These Guys Just Won't Stop | The American Spectator | USA News and Politics
These Guys Just Won’t Stop
by

Know what the big disconnect in America is? It’s not red state-blue state. It’s not liberal-conservative. It’s not any manner of racial or technological divide, or wage gap, or urban-rural split, or married people vs. single people, or soccer moms vs. NASCAR dads, or anything like that.

It’s this: Some people are obsessively driven to do the same thing again and again, and other people — most people — just couldn’t care less.

The obsessives include the media, the entertainment industry, the leaders of business and finance, politicians, and all their assorted flacks and hangers-on. The rest include everybody else. There are a lot more of the rest of us.

Throw the press a juicy bone, like a kidnapped child, a celebrity in trouble, whatever. Then watch the whole pack turn like a school of feeding fish, like a single organism, chewing and chewing and chewing until the rest of the country says, “Enough, already!” It’s not just the tabloid stuff. Political journalism does the same thing. There’s the designated rave of the day, and everybody has to weigh in on it.

The obsessives, whether consciously or not, know that the way to win is to tire out the other side. That’s how the student rebellions of the 1960s succeeded. School administrators then belonged to the non-obsessive class, and, what’s more, were generally inclined to peacemaking and placating. You can’t placate an obsessive. He just keeps coming. The Clintonites won the impeachment fight that way. They knew if they made the same noises over and over again, the public would mostly turn away.

This split does have liberal-conservative overtones, but not the in the modern, ideological sense — more in the historic sense of conservatives being inclined to preserve an existing order. Peter Hannaford, writing in The American Prowler last week, quoted President Calvin Coolidge speaking in 1926 on the 150th anniversary of the Declaration of Independence:

“If all men are created equal, that is final. If they are endowed with inalienable rights, that is final. If governments derive their just power from the consent of the governed, that is final. No advance, no progress can be made beyond these propositions.”

That is, of course, exactly the way most ordinary people think.
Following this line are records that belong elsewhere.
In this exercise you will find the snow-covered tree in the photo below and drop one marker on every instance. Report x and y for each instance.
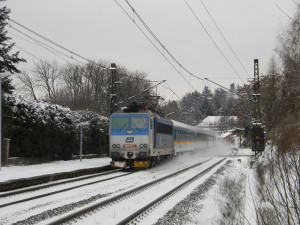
(8, 60)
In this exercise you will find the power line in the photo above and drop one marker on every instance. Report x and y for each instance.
(197, 18)
(224, 37)
(159, 42)
(164, 48)
(45, 46)
(286, 14)
(47, 39)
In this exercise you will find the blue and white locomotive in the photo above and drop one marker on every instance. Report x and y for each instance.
(141, 137)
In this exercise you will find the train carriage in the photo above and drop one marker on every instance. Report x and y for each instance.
(139, 138)
(142, 138)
But there rings from Coolidge’s wonderful words something faintly exasperated and parental: “How many times do I have to tell you…?” And on the willful childish side, you can almost hear the wails of the social justice obsessives demanding the latest “right”: universal health care, universal furniture, whatever.

Almost nobody has written or spoken for the vast majority of the ordinary, the non-obsessed. Ronald Reagan tapped into that audience, to the befuddlement of the obsessed media, who couldn’t understand what people saw in him. Grover Norquist has tried to make a coalition out of the “leave us alones,” a paradox if there ever was one. Richard Nixon reached out to the silent majority. But by the very nature of things, no one in the obsessed crowd can truly speak for all the rest of us.

So I will.

Most people like it that we can turn on CNN or CNBC once every couple of months, when the bombs fall on Iraq, or when an election blows up, and watch Christiane Amanpour bravely bouncing on her toes against some night sky on the other side of the world, or see Chris Matthews interview Howard Fineman. Most people accept that we might have to put up with Senator Robert Byrd bloviating about some Dixie-fried outrage, or with Al Sharpton whipping up some frenzy or other — once in a while. Most folks like to be able to check in with Ann Coulter for a good laugh here and there. Many of us periodically enjoy the nonsense of the likes of Rosie O’Donnell or Oprah Winfrey or Martha Stewart or Steven Spielberg.

But any of us ordinary folks would be horrified actually to have to be Steven Spielberg or Rosie O’Donnell or Howard Fineman or Christiane Amanpour twenty-fours a day, seven days a week. And most of the time, what most of us want to say to the whole sodding bunch of them, politicians, celebrities, commentators, newsies, and all, is this:

Shut up. Go away. Take a hike. Give it a rest.

My friend Jeff Jacoby writes at least once a year, advocating that governments at all levels follow the example of states like New Hampshire or Montana, where the legislatures meet for something like 16 weeks every other year.

This is a good idea, a very good idea. One only wishes that the whole yakkety culture would take it to heart.